OK, so there is definitely something behind all this. And the device I'm using has been flashed a year ago or so! Maybe even more. And still working. Maybe I haven't reached the point of problem you describe neither. And maybe with various electricity cut or whatever it resets itself properly.

So I guess this would require a bit of investigation @josesimoes and @AdrianSoundy any idea how we could test that properly?

josesimoes commented 2 years ago

I still haven't looked into this. Just downloaded the output from IDF and the thing that caught my attention was the TG1WDT_SYS_RESET there. From the looks of it, it seems that the sleep and wake up are happening correctly (that can be seen from the DEEPSLEEP_RESET). What is messing things up seems to be something in the processing of the application. To be investigated...

AdrianSoundy commented 2 years ago

There shouldn't be any TG1WDT_SYS_RESET being seen. I think originally this was disabled, This may not be the case now with IDF 4 builds. Will have to check. Task running too long before yielding, which is difficult to control with nanoCLR.

Also check that the power supply is good as that can cause random watch dog issues.

KiwiBryn commented 1 year ago

Is it possible that this got was sorted as a side effect of another fix?

I had a device which had been running for a week and it hadn't stopped. It was sitting on window sill then cleaner turned solar panel over when dusting so battery went flat...

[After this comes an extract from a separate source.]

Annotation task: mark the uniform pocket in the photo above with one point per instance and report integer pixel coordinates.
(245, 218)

I'm going to shift it out to window sill in garage where no one will touch it.

@KiwiBryn

josesimoes commented 1 year ago

Yes. Or maybe it was fixed upstream as we had a couple of bumps in IDF versions since you've reported this.

(these are the best sort of issues: they solve themselves 😅)

Waiting on your confirmation.

KiwiBryn commented 1 year ago

My test application has been running for a month doing an HTTP POST then DeepSleep for 6 minutes.

It looks like the issue has been sorted by some other fix/update.

Will leave running for another month just to double check

@KiwiBryn

josesimoes commented 1 year ago

@KiwiBryn nice! Thanks for the feedback and help on keeping the issue list tidy. 😉